/cdn.vox-cdn.com/photo_images/2035522/GYI0063703121.jpg)
If you've been around the site long enough, you'll know there is a blizzard of abbreviations and stats which get thrown around by participants as they try to show one thing or another. It was suggested, and it seems a good one, to have a primer for the most common statistics used, so that those just dipping their toes in the water will have some idea what's being talked about. Hence, this series of articles, which will cover the main numbers you'll see. In the first part, we look at hitting stats; the second will cover pitching ones; and the third will tidy up anything left over, such as fielding stats, WAR, and so on.
Questions, comments, etc. are particularly welcome, so if anything is not clear, please ask and our crack team will respond. You will, however, not be tested on this at the end of semester...
We should start with a few statistical terms that may crop up. Average can actually mean one of three things: the mean, the median or the mode. The mean is the sum of the data, divided by the number of items. The median is the data points that's in the middle, when you sort the data. The mode is the most common value. For example, if you had the following data:1, 2, 2, 2, 3, 3, 4, 5, 6, 7, 9
The mean would be (1+2+2+2+3+3+4+5+6+7+9) / 11 = 4. The median would be 3, because there are five items higher or equal to three, and five lower than or equal to it.

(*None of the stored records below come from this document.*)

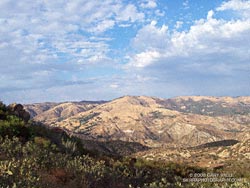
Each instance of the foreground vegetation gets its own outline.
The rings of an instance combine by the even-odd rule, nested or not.
[[[129,157],[101,156],[63,131],[25,122],[0,103],[0,187],[249,187],[247,180],[190,183],[206,169]],[[239,177],[244,177],[241,175]]]

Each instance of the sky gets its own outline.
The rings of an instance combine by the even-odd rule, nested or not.
[[[0,100],[250,95],[250,0],[1,0]]]

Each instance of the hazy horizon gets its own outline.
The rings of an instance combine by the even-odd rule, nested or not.
[[[0,100],[250,95],[249,0],[0,2]]]

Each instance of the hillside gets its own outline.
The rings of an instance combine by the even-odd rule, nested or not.
[[[21,104],[5,106],[0,102],[0,187],[249,187],[250,139],[247,119],[234,121],[231,116],[212,117],[178,112],[164,108],[156,100],[143,96],[122,97],[58,121],[58,127],[28,121],[30,115]],[[45,109],[42,104],[39,105]],[[61,105],[53,104],[43,113]],[[64,103],[64,110],[74,109],[71,105]],[[230,126],[227,125],[227,130],[223,132],[222,123],[226,122],[226,118],[229,118],[227,122]],[[128,127],[134,120],[137,124]],[[72,121],[80,122],[76,128],[88,130],[89,134],[77,132]],[[203,121],[206,123],[202,124]],[[210,127],[208,122],[217,122],[218,127]],[[67,123],[71,123],[71,127],[67,127]],[[92,123],[92,127],[89,127],[89,123]],[[107,127],[112,130],[112,124],[116,125],[117,133],[103,134],[102,130]],[[191,131],[188,129],[190,127]],[[64,131],[66,128],[67,132]],[[152,137],[162,128],[166,138]],[[210,136],[212,133],[228,137],[233,134],[238,140],[222,140],[221,136],[220,141],[186,147],[193,144],[181,142],[186,138],[181,137],[185,132],[183,128],[186,135],[192,130],[200,131],[198,134],[207,131]],[[229,128],[234,131],[228,131]],[[241,128],[241,131],[235,131],[236,128]],[[95,131],[98,129],[100,132],[97,134]],[[126,131],[131,129],[137,137],[133,132]],[[117,134],[120,134],[120,138]],[[244,139],[240,139],[242,135]],[[144,137],[149,142],[143,142],[141,139]],[[122,141],[128,138],[129,142]],[[201,174],[219,175],[219,182],[208,183],[206,177],[200,178],[204,182],[192,182],[193,175]],[[230,175],[234,181],[220,182],[225,179],[224,174]]]
[[[104,101],[35,103],[24,105],[24,107],[31,114],[34,121],[51,125],[78,113],[92,109],[102,103],[104,103]]]
[[[223,110],[217,108],[222,104]],[[209,106],[217,111],[211,114]],[[232,114],[242,106],[242,112]],[[249,108],[249,97],[158,99],[125,96],[57,121],[54,126],[63,127],[82,139],[139,142],[149,147],[196,146],[249,138]],[[200,113],[202,111],[205,115]]]

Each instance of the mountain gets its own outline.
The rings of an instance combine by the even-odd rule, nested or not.
[[[190,147],[250,138],[249,114],[250,97],[125,96],[91,104],[60,103],[34,120],[61,127],[84,140]]]
[[[35,103],[24,105],[25,109],[31,114],[31,117],[38,122],[46,125],[53,125],[63,119],[74,116],[80,112],[94,108],[105,101],[81,101],[81,102],[63,102],[63,103]]]

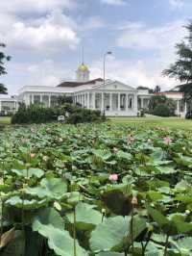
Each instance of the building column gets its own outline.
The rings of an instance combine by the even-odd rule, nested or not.
[[[90,92],[87,93],[87,109],[90,109]]]
[[[143,98],[141,97],[141,109],[143,109]]]
[[[177,115],[180,115],[180,100],[177,101]]]
[[[112,93],[109,93],[109,111],[112,111]]]
[[[49,105],[49,108],[51,108],[51,95],[49,94],[49,103],[48,103]]]
[[[120,106],[120,93],[118,93],[118,111],[121,110],[121,106]]]
[[[137,94],[134,94],[134,111],[136,112],[136,115],[137,115],[137,111],[138,111],[138,105],[137,105]]]
[[[128,112],[129,94],[126,93],[126,111]]]
[[[104,92],[102,92],[102,111],[104,111]]]
[[[186,115],[187,113],[187,105],[186,105],[186,101],[184,101],[184,115]]]
[[[92,93],[92,108],[95,110],[95,92]]]

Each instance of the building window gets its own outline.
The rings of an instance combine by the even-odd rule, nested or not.
[[[126,94],[120,94],[120,110],[126,110]]]
[[[118,94],[112,93],[112,110],[117,111],[118,110]]]
[[[40,103],[40,95],[34,95],[34,104]]]
[[[102,108],[102,94],[95,93],[95,109],[100,110]]]
[[[42,104],[45,107],[49,107],[49,96],[48,95],[42,95]]]

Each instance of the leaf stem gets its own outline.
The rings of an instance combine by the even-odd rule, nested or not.
[[[169,235],[166,236],[166,241],[165,241],[165,249],[164,249],[164,256],[167,255],[167,247],[169,243]]]
[[[134,240],[133,240],[133,207],[132,209],[132,218],[131,218],[131,241],[132,241],[132,253],[134,253]]]
[[[74,256],[77,256],[76,252],[76,209],[74,208],[73,213],[73,248],[74,248]]]

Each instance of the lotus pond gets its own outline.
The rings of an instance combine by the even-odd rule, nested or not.
[[[0,255],[192,255],[192,132],[6,128]]]

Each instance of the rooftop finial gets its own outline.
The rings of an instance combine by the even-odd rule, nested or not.
[[[84,45],[82,46],[82,64],[84,64]]]

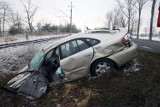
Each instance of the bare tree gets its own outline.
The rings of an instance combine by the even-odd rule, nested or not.
[[[154,10],[155,10],[156,2],[157,2],[157,0],[153,0],[153,2],[152,2],[149,40],[152,40],[152,35],[153,35],[153,18],[154,18]]]
[[[137,25],[138,25],[138,20],[136,17],[136,12],[134,12],[134,14],[131,17],[131,29],[130,29],[131,34],[137,31]]]
[[[131,17],[135,13],[133,4],[136,2],[136,0],[125,0],[125,4],[122,4],[120,0],[117,0],[120,10],[128,19],[128,32],[130,32],[131,29]]]
[[[12,26],[15,26],[17,19],[16,19],[16,14],[13,12],[12,9],[9,9],[9,15],[10,15]]]
[[[8,11],[8,4],[7,2],[0,2],[1,6],[1,18],[2,18],[2,35],[5,35],[5,23],[6,23],[6,16],[7,16],[7,11]]]
[[[147,3],[148,0],[137,0],[137,5],[134,5],[136,9],[138,10],[138,27],[137,27],[137,39],[139,39],[139,30],[140,30],[140,24],[141,24],[141,13],[143,6]]]
[[[111,24],[113,22],[113,12],[109,12],[106,14],[106,18],[107,18],[107,25],[108,25],[108,28],[111,29]]]
[[[25,13],[27,14],[27,23],[29,26],[29,30],[31,32],[36,31],[35,28],[33,27],[33,17],[38,9],[38,7],[34,7],[31,3],[31,0],[26,0],[22,1],[20,0],[22,5],[24,6]]]

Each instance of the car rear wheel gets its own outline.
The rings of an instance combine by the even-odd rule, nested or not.
[[[99,59],[91,66],[92,76],[101,76],[114,68],[114,64],[108,59]]]

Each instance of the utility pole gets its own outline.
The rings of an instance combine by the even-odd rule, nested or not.
[[[152,3],[149,40],[152,40],[152,35],[153,35],[153,19],[154,19],[154,10],[155,10],[156,1],[157,0],[153,0],[153,3]]]
[[[71,11],[70,13],[70,36],[71,36],[72,35],[72,7],[73,7],[72,2],[69,7],[71,7],[71,10],[70,10]]]
[[[2,36],[2,29],[1,29],[1,17],[0,17],[0,36]]]

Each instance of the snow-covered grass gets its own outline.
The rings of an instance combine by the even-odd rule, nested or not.
[[[137,36],[132,36],[132,38],[137,38]],[[149,40],[149,36],[139,36],[139,39]],[[152,37],[153,41],[160,41],[160,36]]]
[[[16,43],[16,42],[24,42],[24,41],[31,41],[37,39],[45,39],[45,38],[52,38],[52,37],[62,37],[66,36],[67,34],[59,34],[59,35],[46,35],[46,36],[29,36],[26,39],[25,35],[16,35],[16,36],[7,36],[7,37],[0,37],[0,44],[9,44],[9,43]]]
[[[56,40],[0,49],[0,72],[19,71],[38,50]]]

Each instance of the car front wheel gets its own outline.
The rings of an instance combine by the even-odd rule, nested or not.
[[[91,75],[92,76],[101,76],[102,74],[109,72],[111,68],[114,67],[114,64],[108,59],[99,59],[94,62],[91,66]]]

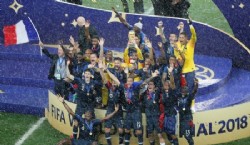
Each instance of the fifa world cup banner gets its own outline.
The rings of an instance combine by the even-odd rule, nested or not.
[[[72,110],[75,110],[76,104],[67,101],[66,103]],[[194,113],[195,144],[218,144],[249,137],[249,106],[250,102],[227,108]],[[55,129],[69,136],[72,134],[73,117],[69,115],[63,104],[59,102],[57,97],[51,92],[49,92],[49,108],[47,108],[45,112],[49,123]],[[96,109],[95,113],[97,118],[103,118],[106,110]],[[148,145],[149,140],[146,138],[146,118],[144,114],[142,124],[144,126],[144,144]],[[178,132],[178,129],[176,132]],[[99,141],[100,143],[106,142],[103,134],[100,136]],[[118,135],[112,136],[112,141],[118,144]],[[179,143],[187,144],[185,138],[181,136],[179,136]],[[131,138],[131,144],[137,144],[135,137]]]

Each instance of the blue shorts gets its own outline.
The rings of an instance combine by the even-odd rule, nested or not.
[[[72,139],[72,145],[92,145],[93,141],[87,141],[84,139]]]
[[[113,111],[107,110],[106,115],[111,114]],[[111,128],[116,125],[117,128],[123,128],[123,114],[117,112],[113,117],[105,121],[105,128]]]
[[[180,135],[184,135],[185,137],[194,135],[192,115],[180,115]]]
[[[164,118],[164,131],[169,135],[176,135],[176,116],[166,116]]]
[[[124,128],[130,130],[131,127],[134,130],[142,130],[142,114],[140,110],[126,113]]]
[[[154,130],[157,133],[162,133],[162,130],[160,129],[160,124],[159,124],[159,115],[147,116],[147,132],[148,132],[148,134],[153,133]]]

The mode is 2, because there are more twos than any other number. In most cases, when we say "average," we mean the mean. Er, as it were. :-)

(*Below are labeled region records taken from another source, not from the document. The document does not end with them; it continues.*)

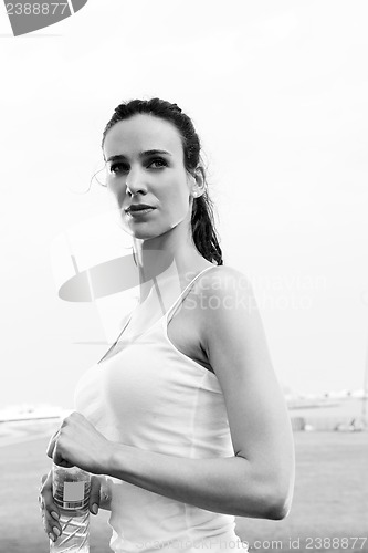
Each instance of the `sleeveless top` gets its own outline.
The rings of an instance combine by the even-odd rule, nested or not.
[[[167,334],[175,307],[209,269],[197,274],[166,314],[133,342],[124,341],[123,334],[122,348],[106,361],[103,357],[77,383],[75,410],[108,440],[191,459],[234,455],[217,376],[177,349]],[[106,483],[112,498],[109,545],[115,553],[246,551],[234,532],[233,515],[109,476]]]

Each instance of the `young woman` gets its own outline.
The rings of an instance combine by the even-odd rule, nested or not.
[[[200,143],[176,104],[119,105],[107,186],[132,236],[140,300],[82,377],[48,455],[93,474],[114,552],[242,546],[234,517],[291,509],[294,447],[252,286],[223,265]],[[61,531],[42,479],[45,531]]]

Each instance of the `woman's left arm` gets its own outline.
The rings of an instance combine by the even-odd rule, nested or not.
[[[294,488],[285,400],[252,286],[231,268],[211,273],[201,301],[211,305],[215,294],[218,309],[202,311],[201,343],[223,390],[234,456],[188,459],[112,442],[78,413],[64,419],[48,455],[209,511],[281,520]]]

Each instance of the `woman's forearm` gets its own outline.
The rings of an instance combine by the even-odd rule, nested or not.
[[[208,511],[280,520],[287,498],[243,457],[188,459],[114,444],[109,476]]]

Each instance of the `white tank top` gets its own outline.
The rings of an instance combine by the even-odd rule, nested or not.
[[[147,451],[200,459],[234,455],[217,376],[170,342],[167,313],[133,342],[84,373],[74,407],[107,439]],[[132,316],[132,315],[130,315]],[[129,319],[130,320],[130,319]],[[128,322],[129,322],[128,320]],[[125,327],[127,326],[126,323]],[[112,498],[111,547],[116,553],[246,551],[235,519],[106,477]]]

Correlation measures the connection between two sets of data, and varies from -1 to +1, and zero means there's no connection detectable. Say, height and weight. They are kinda linked, because taller people will weight more, but it's not perfect, as there are tall, skinny people and short, fat ones. Correlation for that might be 0.7. A negative correlation means that as one set of data increases, the other decreases. Say, temperature and amount of clothing worn - the warmer it gets, the less people put on.
Percentiles and quartiles. Knowing that .269 is the average batting average is useful, but how good is a .300 average? Well, you can plot batting average last year and find out that 90% of hitters will bat .299 or less. Put another way, .299 marks the ninetieth percentile for BA. If you bat above that, you're in the top ten percent of hitters (for batting average, at least). You may also see the 25th percentile referred to as the bottom quartile and the 75th percentile as the top quartile, as they mark the boundary for the bottom and top quarter of data respectively.
Sample size. The bigger the sample size, the more accurate results will be: over a short span, luck can induce wild variations. If you flip a coin ten times, the odds of getting seven or more heads is 17.2%; but if you flip it 100 times, the odds of 70 or more heads is virtually zero. Same with batting. A .250 batter has a 15% chance of hitting .300 in 100 at-bats, purely by luck; over 500 ABs, however, the odds are less than one in a hundred. Knowing what counts as a meaningful sample size will help you work out whether a number means anything.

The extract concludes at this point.